On youth, dissent and disobedience

    Hindsight offers cowards the chance to celebrate history, writes AZAD ESSA. 

    Today, we celebrate the zest of the youth of 1976 as though they were celebrated then at every turn; as if their impatience was met with universal aplomb. We imagine they said all the right things, walked a pious path, burnt nothing but their demons.

    We have chosen to remember 1976 as “a moment”, rather than a complex series of events that encountered resistance, mockery and ultimately, appropriation. And there is an unmistakable violence in hailing 16 June 1976 as that tremendous moment of courage and change.

    The scale of the Soweto protests, the hurt and anxiety that parents felt for their teenage children protesting against Afrikaans being enforced as a medium of instructions at their schools, is not often told. The protests were not universally accepted. There were objections to the protest, often from parents themselves. And the answers at the time were certainly not as obvious as they may appear today.

    The youth of 1976 were in themselves a story of anger, incessant restlessness and broken dreams. The young were fighting to dislodge merely one peg among the many others holding up the sheet of apartheid in the winds of discontent. They knew the oppression had to end, and they acted to end it. They just didn’t know when it would end.

    But memories fade. And, memory itself is an intricate weaving of personal and public images. It is varied. And it is textured.

    The reality, of course, is an anomalous mix of resistance, mobilisation and chaos.

    It is difficult to compare and contrast apartheid to present-day South Africa where the youth of today are finding their voice, viciously turning tables over and mocking the status quo. Unlike their elder siblings, or young parents, their patience has run [dropcap][/dropcap]out. They demand change. And it might seem incongruous to some, but the stats don’t lie.

    Young South Africans between 18-34 are most impacted by unemployment, most likely to get caught up in drug addiction, most likely to be robbed, most vulnerable to committing suicide and for young women, even in the year 2016, they remain most vulnerable to contracting HIV.

    Free young men and women they might be at the surface, the legacies of the past press their ankles into shackles.

    Youth, after all, is a season that must come to pass.

    It is in the carelessness and curiosity of youth that we stand our best chance to change the world, before they, too, must pay rent.

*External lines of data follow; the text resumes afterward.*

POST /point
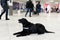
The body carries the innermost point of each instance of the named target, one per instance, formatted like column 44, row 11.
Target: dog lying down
column 30, row 28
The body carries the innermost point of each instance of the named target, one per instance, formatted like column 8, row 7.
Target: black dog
column 32, row 28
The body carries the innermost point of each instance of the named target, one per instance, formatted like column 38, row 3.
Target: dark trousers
column 5, row 9
column 28, row 10
column 38, row 11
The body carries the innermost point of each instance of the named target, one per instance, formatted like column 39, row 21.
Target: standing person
column 38, row 8
column 5, row 7
column 29, row 7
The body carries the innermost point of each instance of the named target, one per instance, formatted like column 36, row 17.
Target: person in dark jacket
column 29, row 7
column 5, row 7
column 38, row 8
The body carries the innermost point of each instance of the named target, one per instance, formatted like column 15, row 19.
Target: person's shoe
column 7, row 19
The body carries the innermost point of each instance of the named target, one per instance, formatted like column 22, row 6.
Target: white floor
column 51, row 22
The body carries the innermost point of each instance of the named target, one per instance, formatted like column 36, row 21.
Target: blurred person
column 29, row 7
column 38, row 8
column 5, row 7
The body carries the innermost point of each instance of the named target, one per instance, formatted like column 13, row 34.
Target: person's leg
column 2, row 12
column 30, row 10
column 27, row 12
column 6, row 13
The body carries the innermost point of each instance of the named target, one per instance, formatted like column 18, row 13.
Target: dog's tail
column 49, row 31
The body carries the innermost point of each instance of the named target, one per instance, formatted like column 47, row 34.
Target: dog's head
column 23, row 21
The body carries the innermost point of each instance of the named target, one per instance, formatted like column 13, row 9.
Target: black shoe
column 7, row 19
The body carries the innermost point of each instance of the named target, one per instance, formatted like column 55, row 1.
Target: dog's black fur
column 32, row 28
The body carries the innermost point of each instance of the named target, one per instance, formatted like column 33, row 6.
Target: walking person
column 5, row 7
column 29, row 7
column 38, row 7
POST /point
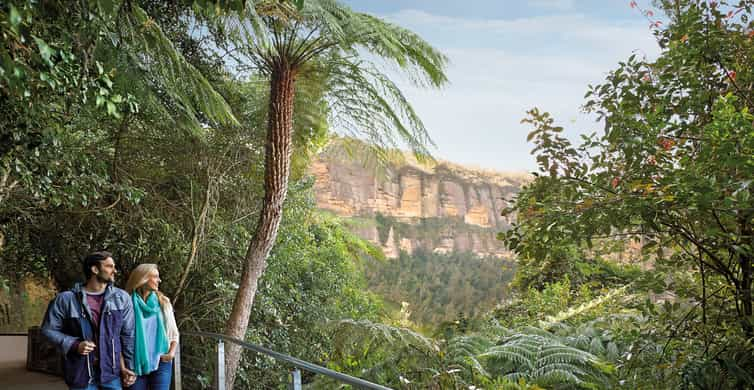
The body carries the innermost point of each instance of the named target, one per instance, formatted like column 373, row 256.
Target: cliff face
column 442, row 208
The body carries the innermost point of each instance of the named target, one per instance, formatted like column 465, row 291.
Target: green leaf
column 45, row 50
column 14, row 18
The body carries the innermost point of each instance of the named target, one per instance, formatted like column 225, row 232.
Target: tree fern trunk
column 277, row 169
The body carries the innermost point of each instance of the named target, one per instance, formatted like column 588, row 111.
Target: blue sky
column 508, row 56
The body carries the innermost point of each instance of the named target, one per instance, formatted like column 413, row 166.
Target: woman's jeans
column 155, row 380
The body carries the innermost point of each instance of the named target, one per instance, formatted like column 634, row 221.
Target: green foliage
column 541, row 358
column 671, row 170
column 440, row 286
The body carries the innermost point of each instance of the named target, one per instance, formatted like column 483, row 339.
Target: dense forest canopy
column 123, row 126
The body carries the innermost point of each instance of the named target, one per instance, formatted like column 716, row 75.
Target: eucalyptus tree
column 286, row 41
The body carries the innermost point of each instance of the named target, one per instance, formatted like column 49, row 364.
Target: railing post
column 220, row 365
column 295, row 379
column 177, row 385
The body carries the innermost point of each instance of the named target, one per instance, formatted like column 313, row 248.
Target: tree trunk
column 277, row 169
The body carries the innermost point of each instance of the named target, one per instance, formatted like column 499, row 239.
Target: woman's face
column 153, row 282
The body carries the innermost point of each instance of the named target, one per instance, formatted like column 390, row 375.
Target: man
column 93, row 326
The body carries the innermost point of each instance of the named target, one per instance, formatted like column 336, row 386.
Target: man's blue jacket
column 67, row 320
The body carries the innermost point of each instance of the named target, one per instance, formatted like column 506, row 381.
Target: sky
column 508, row 56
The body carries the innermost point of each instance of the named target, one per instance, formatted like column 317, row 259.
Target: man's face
column 106, row 270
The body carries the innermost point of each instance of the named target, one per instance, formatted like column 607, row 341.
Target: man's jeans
column 155, row 380
column 112, row 385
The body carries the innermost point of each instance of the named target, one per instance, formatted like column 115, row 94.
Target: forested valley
column 180, row 133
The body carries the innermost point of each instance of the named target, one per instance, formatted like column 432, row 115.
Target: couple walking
column 113, row 338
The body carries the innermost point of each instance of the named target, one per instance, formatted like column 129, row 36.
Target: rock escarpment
column 440, row 208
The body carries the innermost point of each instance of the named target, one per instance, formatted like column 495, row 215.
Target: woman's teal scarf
column 151, row 340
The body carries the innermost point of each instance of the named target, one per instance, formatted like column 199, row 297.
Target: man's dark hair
column 94, row 258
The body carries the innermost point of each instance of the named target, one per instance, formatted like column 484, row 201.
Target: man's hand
column 127, row 376
column 85, row 347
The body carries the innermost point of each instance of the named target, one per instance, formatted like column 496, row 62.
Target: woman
column 156, row 334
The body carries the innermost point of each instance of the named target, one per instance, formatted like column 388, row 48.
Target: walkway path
column 13, row 373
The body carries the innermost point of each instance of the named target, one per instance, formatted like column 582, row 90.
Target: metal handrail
column 297, row 363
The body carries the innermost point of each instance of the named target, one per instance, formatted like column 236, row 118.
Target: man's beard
column 102, row 279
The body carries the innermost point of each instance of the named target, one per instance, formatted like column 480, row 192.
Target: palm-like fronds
column 174, row 84
column 356, row 51
column 543, row 359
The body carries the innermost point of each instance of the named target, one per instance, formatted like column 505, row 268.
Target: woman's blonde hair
column 139, row 277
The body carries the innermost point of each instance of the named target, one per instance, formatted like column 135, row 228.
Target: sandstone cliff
column 440, row 208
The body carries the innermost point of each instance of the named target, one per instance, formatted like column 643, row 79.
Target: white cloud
column 500, row 68
column 552, row 4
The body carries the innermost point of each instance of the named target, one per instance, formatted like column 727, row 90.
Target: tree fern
column 543, row 359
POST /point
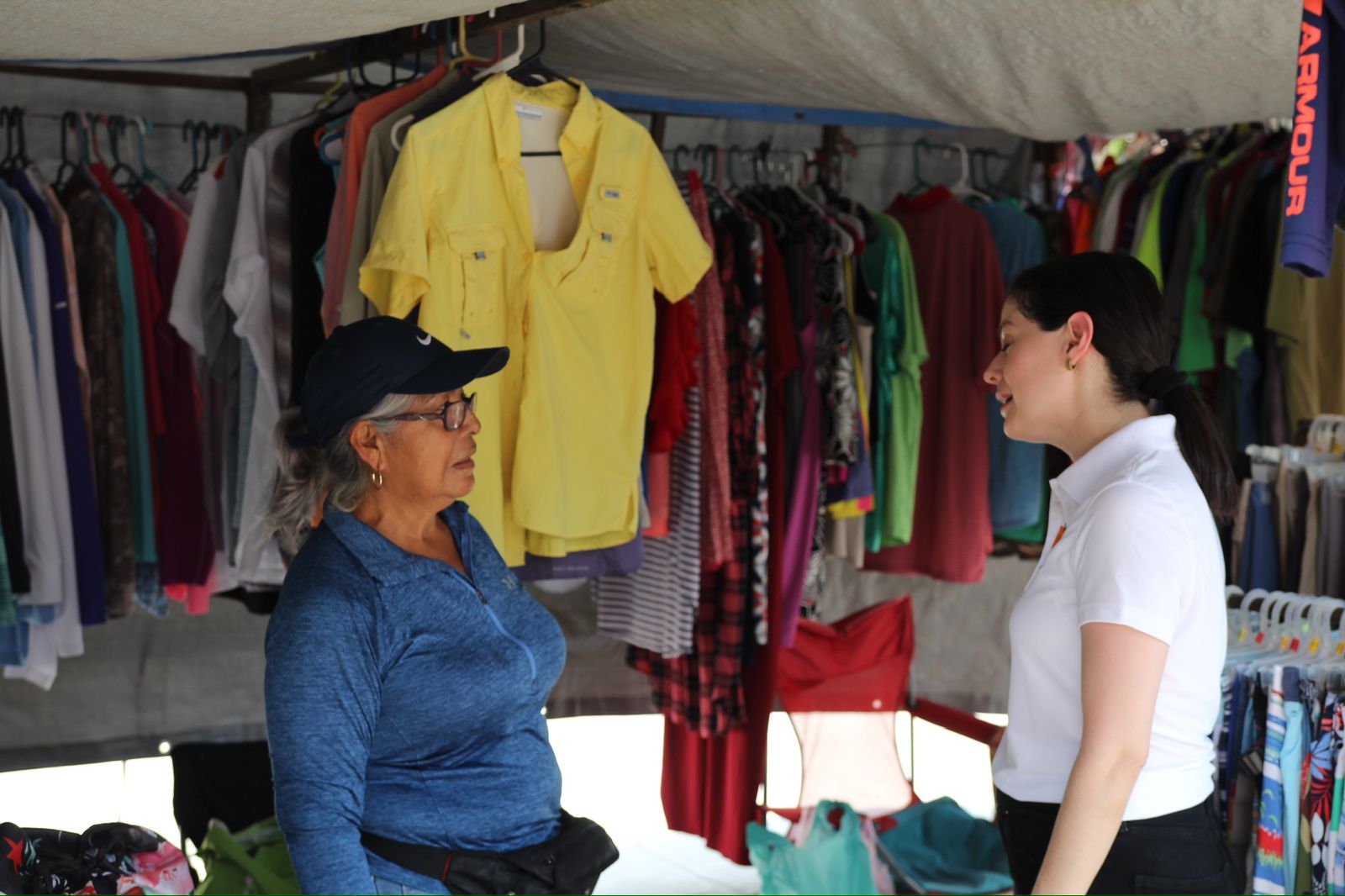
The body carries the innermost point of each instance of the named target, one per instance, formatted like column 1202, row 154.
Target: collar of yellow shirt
column 502, row 92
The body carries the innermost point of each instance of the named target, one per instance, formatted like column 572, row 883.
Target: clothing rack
column 298, row 76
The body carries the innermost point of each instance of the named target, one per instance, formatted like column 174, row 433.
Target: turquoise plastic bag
column 833, row 860
column 942, row 849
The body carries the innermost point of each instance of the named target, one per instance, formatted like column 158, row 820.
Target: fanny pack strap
column 430, row 862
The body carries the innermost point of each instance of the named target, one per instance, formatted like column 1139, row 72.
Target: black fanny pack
column 569, row 862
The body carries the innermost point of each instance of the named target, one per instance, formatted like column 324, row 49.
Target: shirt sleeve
column 396, row 272
column 322, row 704
column 1133, row 562
column 674, row 249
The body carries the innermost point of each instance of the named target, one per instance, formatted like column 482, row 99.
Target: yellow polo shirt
column 562, row 425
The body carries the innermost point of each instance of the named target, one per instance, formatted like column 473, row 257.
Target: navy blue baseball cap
column 367, row 361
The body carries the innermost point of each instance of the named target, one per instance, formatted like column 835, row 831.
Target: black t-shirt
column 313, row 190
column 1253, row 257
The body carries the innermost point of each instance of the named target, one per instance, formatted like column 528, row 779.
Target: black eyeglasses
column 452, row 414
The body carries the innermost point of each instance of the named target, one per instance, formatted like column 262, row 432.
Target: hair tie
column 1163, row 382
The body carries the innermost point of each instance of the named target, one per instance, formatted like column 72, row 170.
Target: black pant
column 1180, row 853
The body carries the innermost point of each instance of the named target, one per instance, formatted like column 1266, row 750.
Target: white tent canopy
column 1048, row 69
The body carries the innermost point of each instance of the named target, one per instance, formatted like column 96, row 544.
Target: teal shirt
column 899, row 351
column 138, row 410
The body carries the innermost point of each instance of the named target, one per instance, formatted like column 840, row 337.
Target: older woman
column 407, row 669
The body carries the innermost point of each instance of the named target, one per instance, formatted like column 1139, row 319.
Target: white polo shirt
column 1130, row 541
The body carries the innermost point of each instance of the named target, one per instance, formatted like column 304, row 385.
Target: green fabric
column 7, row 615
column 138, row 412
column 833, row 860
column 252, row 862
column 1235, row 340
column 1036, row 533
column 1196, row 349
column 899, row 403
column 1150, row 250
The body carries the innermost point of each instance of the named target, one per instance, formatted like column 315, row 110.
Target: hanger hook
column 677, row 158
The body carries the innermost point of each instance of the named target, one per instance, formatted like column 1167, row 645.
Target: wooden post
column 259, row 107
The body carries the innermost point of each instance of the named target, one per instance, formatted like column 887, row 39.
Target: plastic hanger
column 116, row 128
column 7, row 120
column 504, row 64
column 533, row 65
column 69, row 123
column 920, row 183
column 92, row 131
column 192, row 131
column 143, row 128
column 457, row 53
column 963, row 187
column 331, row 93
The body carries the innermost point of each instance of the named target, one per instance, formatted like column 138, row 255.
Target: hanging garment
column 354, row 145
column 311, row 195
column 186, row 542
column 1259, row 562
column 1317, row 171
column 71, row 401
column 961, row 296
column 100, row 304
column 898, row 410
column 455, row 239
column 842, row 687
column 1309, row 322
column 139, row 414
column 1270, row 865
column 622, row 560
column 1015, row 467
column 732, row 767
column 67, row 252
column 717, row 546
column 380, row 161
column 61, row 635
column 656, row 607
column 740, row 266
column 42, row 515
column 248, row 289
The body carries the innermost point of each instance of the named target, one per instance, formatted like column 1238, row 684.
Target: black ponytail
column 1126, row 306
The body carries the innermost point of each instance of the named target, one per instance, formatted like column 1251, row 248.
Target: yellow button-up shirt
column 562, row 425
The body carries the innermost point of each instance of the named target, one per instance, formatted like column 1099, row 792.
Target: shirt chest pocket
column 477, row 256
column 604, row 244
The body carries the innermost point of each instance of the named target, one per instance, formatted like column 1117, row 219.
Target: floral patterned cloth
column 107, row 858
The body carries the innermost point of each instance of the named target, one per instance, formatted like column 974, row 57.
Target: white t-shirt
column 188, row 291
column 64, row 636
column 248, row 293
column 1140, row 548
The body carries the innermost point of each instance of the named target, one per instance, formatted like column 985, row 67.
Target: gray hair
column 330, row 474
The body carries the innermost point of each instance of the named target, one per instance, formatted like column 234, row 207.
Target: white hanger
column 963, row 186
column 506, row 62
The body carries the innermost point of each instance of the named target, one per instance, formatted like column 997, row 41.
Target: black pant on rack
column 1177, row 853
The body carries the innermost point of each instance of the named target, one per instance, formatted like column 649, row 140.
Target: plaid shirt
column 704, row 689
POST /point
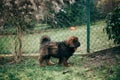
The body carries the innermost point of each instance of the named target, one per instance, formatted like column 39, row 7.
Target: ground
column 101, row 65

If we are going to celebrate youth, we will have to accept its arrogance, and allow the idealism to curate solutions; step out and interment the status quo. For as long as we treat the young as too “idealistic” to enter politics, as too much of an activist to enter the media and challenge storytelling, and too brash for civil society, we will remain broken societies.

    The ceremony around the annual remembrance of June 16 1976 does not right the wrong of our past, but it also does not absolve us from the responsibility to tell the story properly. Without identifying the lessons we have learned, remembrance is as good as a free t-shirt at a sponsored rally.